We haven't seen this problem again since it was reported. Corey said it was okay to close it "Works For Me." If the problem occurs again, it can be reopened and addressed at that time.
Created attachment 252981 [details] Possible patch to fix the problem Revisiting this problem, I discovered a place in the dlm code that MAY account for this problem. It also would explain why the occurrence is rare. Basically, in function deserialise_lkb() there is a section of code that allocates a small chunk of slab memory for a new lkb. That new lkb may later be discarded if the conditions are just right, but that new chunk of slab memory is never freed. This would produce exactly the symptoms of this bugzilla. It would show up more during recovery testing (like our "revolver test") than anywhere else I think. This patch fixes that problem, but it is completely untested. I spoke with Dave Teigland about this and he agreed that it's a problem, but a very rare one. So the question becomes how to proceed. Given (a) the problem's extreme rarity, (b) we can't recreate the problem, and (c) there's no good way to test it other than our normal regression testing, do we want to ship the fix? How does the customer want to proceed? Do they want to try the patch? I'll set the status to NEEDINFO to get those answers.

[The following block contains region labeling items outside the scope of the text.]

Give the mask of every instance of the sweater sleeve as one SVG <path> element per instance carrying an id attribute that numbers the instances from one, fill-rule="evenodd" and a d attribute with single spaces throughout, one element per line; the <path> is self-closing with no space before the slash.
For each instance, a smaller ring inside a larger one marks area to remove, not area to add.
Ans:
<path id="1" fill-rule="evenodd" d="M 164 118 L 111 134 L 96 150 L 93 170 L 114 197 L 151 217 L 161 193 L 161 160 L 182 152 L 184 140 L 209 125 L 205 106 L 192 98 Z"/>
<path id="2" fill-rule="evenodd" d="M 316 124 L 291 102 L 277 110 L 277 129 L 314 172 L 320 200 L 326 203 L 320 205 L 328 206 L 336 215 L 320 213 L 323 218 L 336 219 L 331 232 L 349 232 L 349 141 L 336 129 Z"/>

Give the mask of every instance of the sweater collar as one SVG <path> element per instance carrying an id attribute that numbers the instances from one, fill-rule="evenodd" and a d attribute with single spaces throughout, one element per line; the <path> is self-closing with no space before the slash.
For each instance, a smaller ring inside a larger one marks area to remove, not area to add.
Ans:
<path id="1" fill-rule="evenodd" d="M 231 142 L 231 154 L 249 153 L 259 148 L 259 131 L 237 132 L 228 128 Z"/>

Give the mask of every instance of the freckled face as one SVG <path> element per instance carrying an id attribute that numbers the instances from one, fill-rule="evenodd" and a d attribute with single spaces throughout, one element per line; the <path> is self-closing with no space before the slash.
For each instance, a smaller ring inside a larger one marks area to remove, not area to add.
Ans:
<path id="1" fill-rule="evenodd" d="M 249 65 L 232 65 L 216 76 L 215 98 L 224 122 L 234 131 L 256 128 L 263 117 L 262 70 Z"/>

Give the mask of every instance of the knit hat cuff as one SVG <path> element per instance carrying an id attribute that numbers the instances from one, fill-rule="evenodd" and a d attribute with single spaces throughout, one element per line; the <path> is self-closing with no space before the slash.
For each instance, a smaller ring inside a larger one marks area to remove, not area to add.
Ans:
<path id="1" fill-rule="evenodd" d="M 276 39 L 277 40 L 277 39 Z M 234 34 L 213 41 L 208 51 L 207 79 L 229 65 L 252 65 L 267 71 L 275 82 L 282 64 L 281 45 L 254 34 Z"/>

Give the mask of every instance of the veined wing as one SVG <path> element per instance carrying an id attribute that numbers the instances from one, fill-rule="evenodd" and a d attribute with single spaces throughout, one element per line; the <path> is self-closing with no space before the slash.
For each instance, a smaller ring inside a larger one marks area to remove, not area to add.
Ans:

I'm asking for direction from support, based on comment #7, so I'm setting status to NEEDINFO. I'm also adding Dave Teigland to the cc list to keep him in the loop.
The problem does not exist in RHEL5, so this is a RHEL4 problem only. Due to lack of demand, I'm going to close this bug as deferred. It is apparently a bug, and we can certainly fix it if any customers want us to. The fact of the matter is that it is rare and nobody cares if we do the fix at this point.